After SS15: Neuville casts Latvala adrift in Italy

Latvala will start Sunday’s leg trailing Neuville by 16.1 seconds

By Franck Drui

11 June 2016 - 20:19
After SS15: Neuville casts Latvala (...)

Thierry Neuville distanced Jari-Matti Latvala with a powerful Saturday afternoon charge to carry a healthy lead into tomorrow’s final leg of Rally Italia Sardegna.

Latvala reduced Neuville’s Friday night lead to less than three seconds this morning as handling issues hindered the Hyundai i20 driver. But the Belgian [above] won two of this afternoon’s three speed tests to rebuild his lead and end 16.1sec clear.

High temperatures, rocky gravel roads and heavy rain presented a tough challenge in a day which contained more than half the event’s distance and Neuville was up to it.

“The car was amazing to drive in slippery conditions,” he said. “We’ve had another good day and it was a pleasure to fight Jari-Matti. Tomorrow will be tough but we’ll prepare properly and continue fighting.”

An overnight gearbox change left Latvala more confident with his Volkswagen Polo R’s handling. After eating into Neuville’s lead he looked certain to move ahead but applauded his rival’s drive through the final marathon 44.26km Monte Lerno test.
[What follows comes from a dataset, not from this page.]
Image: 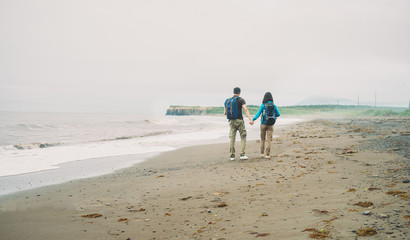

“I can’t do better than that. I did a really good run and if Thierry is faster then respect to him. I was a bit too careful earlier this afternoon, but sometimes you have to play safe,” said Latvala.

Championship leader Sébastien Ogier was 58.9sec adrift of Latvala in third. As road opener he endured the worst of the conditions, cleaning the dry gravel off the surface to leave better grip for those behind.

Less than four seconds covered Ogier, Mads Østberg and Andreas Mikkelsen after the morning as the Norwegian duo closed on the struggling Frenchman. However, both Scandinavians retired in the afternoon to leave Ogier over a minute clear of Dani Sordo.

Mikkelsen was first to go, exiting fifth with a broken track control arm on his Polo R after hitting a rock. Then Østberg parked his Ford Fiesta RS near the finish of the final stage after clipping a rock and breaking the front right suspension.

Sordo survived a sticking throttle to head Ott Tänak by 2min 31.4sec. The Estonian had tyre problems in the high temperatures but showed his pace by winning the day’s second test.

Henning Solberg completed the top six ahead of Eric Camilli, who produced the best gravel performance of his career with top three times in all three morning tests. The rest of the leaderboard was unconfirmed pending clarification of times on a disrupted Monte Lerno stage (SS12).

Haydon Paddon did not restart after yesterday’s crash while Hyundai team-mate Kevin Abbring celebrated the first stage win of his career before a double puncture and gearbox problems slowed him.